Plaintiff drops case against Vatican

Steven Dubois Associated Press

PORTLAND – A former Oregon man who said he was sexually abused by a pedophile priest nearly 50 years ago has withdrawn his appeal of a ruling that said the Vatican did not employ the priest and is not liable for damages.

Lawyer Jeff Anderson named the Vatican as one of the defendants in the 2002 lawsuit he filed on behalf of the man identified as John Doe. Anderson said Tuesday his client still believes “all roads lead to Rome” but has grown weary of the long legal odyssey. The decision was made shortly before a deadline to reply to the Vatican’s appellate briefing.

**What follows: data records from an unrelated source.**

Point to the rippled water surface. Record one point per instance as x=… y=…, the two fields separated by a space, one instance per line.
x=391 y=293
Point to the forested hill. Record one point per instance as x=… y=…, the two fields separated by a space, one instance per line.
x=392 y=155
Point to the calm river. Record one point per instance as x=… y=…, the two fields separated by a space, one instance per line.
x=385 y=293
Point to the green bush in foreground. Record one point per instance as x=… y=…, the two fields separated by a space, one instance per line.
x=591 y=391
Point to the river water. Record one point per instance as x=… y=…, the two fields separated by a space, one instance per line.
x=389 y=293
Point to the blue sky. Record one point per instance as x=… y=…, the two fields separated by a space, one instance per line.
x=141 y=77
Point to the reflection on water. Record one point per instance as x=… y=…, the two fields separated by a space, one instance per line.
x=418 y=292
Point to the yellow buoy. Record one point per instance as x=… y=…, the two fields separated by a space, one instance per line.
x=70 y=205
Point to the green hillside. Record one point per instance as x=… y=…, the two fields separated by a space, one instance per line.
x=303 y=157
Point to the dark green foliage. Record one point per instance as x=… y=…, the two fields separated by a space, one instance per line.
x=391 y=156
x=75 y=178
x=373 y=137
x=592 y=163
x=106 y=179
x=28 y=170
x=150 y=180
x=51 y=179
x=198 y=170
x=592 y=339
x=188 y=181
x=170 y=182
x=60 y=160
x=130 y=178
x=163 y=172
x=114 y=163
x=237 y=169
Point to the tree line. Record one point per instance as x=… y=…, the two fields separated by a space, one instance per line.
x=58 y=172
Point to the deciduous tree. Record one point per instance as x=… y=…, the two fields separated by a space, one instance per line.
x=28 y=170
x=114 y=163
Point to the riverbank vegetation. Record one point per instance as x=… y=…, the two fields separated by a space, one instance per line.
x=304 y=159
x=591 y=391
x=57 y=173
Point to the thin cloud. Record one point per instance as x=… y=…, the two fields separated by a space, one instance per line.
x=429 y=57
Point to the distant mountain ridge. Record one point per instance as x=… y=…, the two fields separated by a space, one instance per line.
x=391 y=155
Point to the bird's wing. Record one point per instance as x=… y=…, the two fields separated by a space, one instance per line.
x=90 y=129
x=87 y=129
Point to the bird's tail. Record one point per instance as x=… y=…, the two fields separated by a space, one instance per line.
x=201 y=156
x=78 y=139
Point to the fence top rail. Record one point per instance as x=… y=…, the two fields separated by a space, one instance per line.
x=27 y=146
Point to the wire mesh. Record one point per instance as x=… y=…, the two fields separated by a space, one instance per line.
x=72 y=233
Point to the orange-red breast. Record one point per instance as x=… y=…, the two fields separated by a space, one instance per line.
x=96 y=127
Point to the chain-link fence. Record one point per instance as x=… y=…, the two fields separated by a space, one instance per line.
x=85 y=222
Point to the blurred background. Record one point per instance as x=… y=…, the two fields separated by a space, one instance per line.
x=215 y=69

“This survivor decided that we should pursue this effort, but through other means and not his case,” said Anderson, who is based in Minnesota.

The Vatican’s lawyer, Jeffrey Lena, said the case that ended at the 9th U.S. Circuit Court of Appeals was “way over the top” and should have never been filed.

Neither side disputes that the Rev. Andrew Ronan, a priest of the Friar Servants and Mary order, abused children in Ireland and Chicago before he was transferred to Portland. John Doe was 15 when he was allegedly molested in 1965.

Ronan left the priesthood in 1966, shortly after the Portland archdiocese began a proceeding against him. The Vatican approved the departure, returning him to lay status. Ronan died in 1992.

The plaintiff, who reached a settlement with the religious order, said the Vatican should also be financially liable. He and his lawyer alleged that the Vatican approved the transfers to hide Ronan’s behavior. The Vatican, however, said it learned of Ronan’s actions after he got to Portland, and it does not control the movement of individual priests across the world.

U.S. District Court Judge Michael Mosman examined thousands of pages of documents before determining last year that the Vatican did not employ Ronan and was not involved in the priest’s transfers. An employee relationship between the Vatican and Ronan could have allowed for an exception to a federal law that generally prohibits lawsuits against foreign sovereign entities.

Lena said Doe and Anderson had the documents showing that only the religious order knew about Ronan’s abuse. “They just continued to beat on this case way beyond when they knew it should have died.”

He said in a statement that the case is the third of its kind to “disintegrate in the face of legal and factual challenge,” referring to lawsuits against the Holy See filed in Kentucky and Wisconsin and later withdrawn.

Anderson said an earlier ruling in which the judge said the Vatican is not immune under the Foreign Sovereign Immunities Act was an important win, and the dropping of Doe’s lawsuit will not end his effort to hold the Vatican accountable.

“Far from the end,” he said. “For us, it’s the beginning because this case is the one that opened the door.”